Buku "Pintar Fiqih Wanita: Mengupas Tuntas Berbagai Permasalahan Seputar Hukum Fiqih Setiap Muslimah Dalam Kehidupan Sehari-Hari" karya Muhammad Fadlun memberikan penjelasan lebih detail mengenai hubungan susuan. Buku ini mengklasifikasikan wanita yang dilarang dinikahi karena faktor susuan, menjelaskan alasan di balik setiap larangan, dan menekankan pentingnya memahami hukum ini untuk menghindari pelanggaran.
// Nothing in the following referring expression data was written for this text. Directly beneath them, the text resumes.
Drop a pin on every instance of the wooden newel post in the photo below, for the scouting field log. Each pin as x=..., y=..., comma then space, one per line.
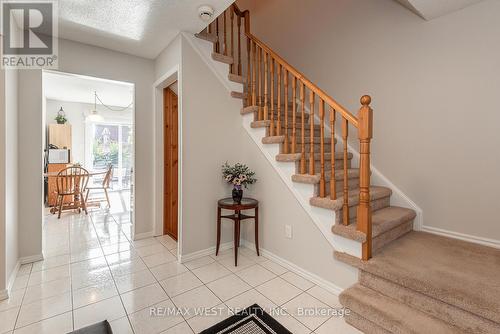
x=365, y=134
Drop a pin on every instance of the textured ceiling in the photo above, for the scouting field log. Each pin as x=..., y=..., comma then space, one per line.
x=77, y=88
x=430, y=9
x=138, y=27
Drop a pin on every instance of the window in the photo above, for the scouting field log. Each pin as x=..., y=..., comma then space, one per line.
x=111, y=144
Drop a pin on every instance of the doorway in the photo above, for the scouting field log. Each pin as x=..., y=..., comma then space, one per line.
x=98, y=117
x=171, y=162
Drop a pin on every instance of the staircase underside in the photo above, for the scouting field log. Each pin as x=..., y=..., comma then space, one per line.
x=452, y=284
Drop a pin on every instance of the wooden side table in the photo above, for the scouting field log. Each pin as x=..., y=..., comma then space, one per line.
x=237, y=217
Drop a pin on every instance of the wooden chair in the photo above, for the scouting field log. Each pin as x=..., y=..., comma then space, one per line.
x=108, y=175
x=71, y=181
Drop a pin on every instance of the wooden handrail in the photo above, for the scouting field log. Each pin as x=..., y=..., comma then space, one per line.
x=318, y=91
x=267, y=83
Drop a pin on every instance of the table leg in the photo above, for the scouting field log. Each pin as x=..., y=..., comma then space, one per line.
x=239, y=228
x=218, y=230
x=236, y=238
x=257, y=230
Kesimpulannya, Surat An-Nisa ayat 23 merupakan landasan hukum yang sangat penting dalam memahami larangan pernikahan dalam Islam. Ayat ini mengatur larangan pernikahan berdasarkan hubungan darah (nasab) dan hubungan susuan (radha’ah), dengan tujuan untuk menjaga kesucian keluarga, menghindari konflik, dan memelihara keharmonisan sosial. Pemahaman yang komprehensif dan mendalam terhadap ayat ini, dibarengi dengan rujukan pada kitab-kitab fiqih yang terpercaya, sangat penting bagi setiap muslim untuk menjalankan kehidupan berkeluarga sesuai dengan ajaran Islam. Ketegasan larangan ini menunjukkan betapa pentingnya menjaga kesucian dan moralitas dalam kehidupan berumah tangga dalam perspektif Islam. Pemahaman yang benar akan ayat ini akan membantu umat Islam dalam membangun keluarga yang sakinah, mawaddah, warahmah.